Open mattf opened 2 years ago

mattf commented 2 years ago

Is your feature request related to a problem? Please describe. rewriting code from pandas into cudf, using import cudf as pd

Describe the solution you'd like cudf.Timestamp matching https://pandas.pydata.org/docs/reference/api/pandas.Timestamp.html

vyasr commented 2 years ago

I suspect that the main reason we haven't bothered with this in the past is that it is a scalar and we tend to support pd.Timestamp directly in most places that would allow it so the benefits performance-wise are quite limited. Aside from strict API compatibility concerns, the one other benefit that I could see here is if cudf.Timestamp existed more like cudf.Scalar as a way to avoid needing constant H2D copies each time.

@brandon-b-miller @shwina what do you think about that (in the context of previous Scalar work)?

shwina commented 1 year ago

A Timestamp sounds like a cudf.Scalar with dtype=datetime64[resolution], and we can already construct those:

>>> cudf.Scalar(pd.Timestamp('2001-01-01 00:00:01'))
>>> Scalar(2001-01-01T00:00:01.000000, dtype=datetime64[us])

So should we just make it so that cudf.Timestamp is a cudf.Scalar (inheritance relationship)?

brandon-b-miller commented 1 year ago

I see no reason why the scalar machinery couldn't be used to back cudf.Timestamp from a technical perspective.

One question I would have is what would we do with the cudf.Scalar constructor when a timestamp is passed?

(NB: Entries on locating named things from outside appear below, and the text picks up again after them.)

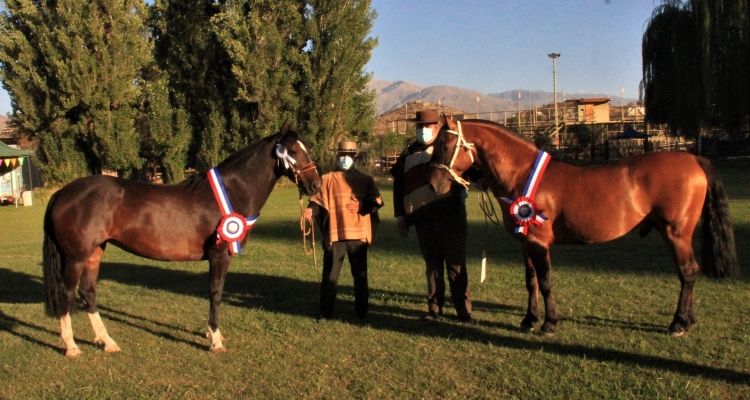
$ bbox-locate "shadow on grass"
[0,263,750,384]
[258,220,750,280]
[0,268,44,304]
[371,316,750,385]
[0,311,97,354]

Would we return a cudf.Timestamp at that point or would we still allow construction of a cudf.Scalar object of datetime dtype, that isn't a cudf.Timestamp?

shwina commented 1 year ago

Would we return a cudf.Timestamp at that point or would we still allow construction of a cudf.Scalar object of datetime dtype, that isn't a cudf.Timestamp?

Assuming we all like the inheritance relationship, I would strongly be in favor of the latter than the former. Returning a subclass from a superclass ctor a la cudf.Index is frustrating to support.

It doesn't feel too icky to do the latter to me. For instance, pd.Timestamp inherits from datetime.datetime, which is a fully constructible and usable type in and of itself.

vyasr commented 1 year ago

Yeah, I'm a hard no on having cudf.Scalar(...) return a cudf.Timestamp. I'm fine with the inheritance relationship though.

While we're at it we should also look at #5882.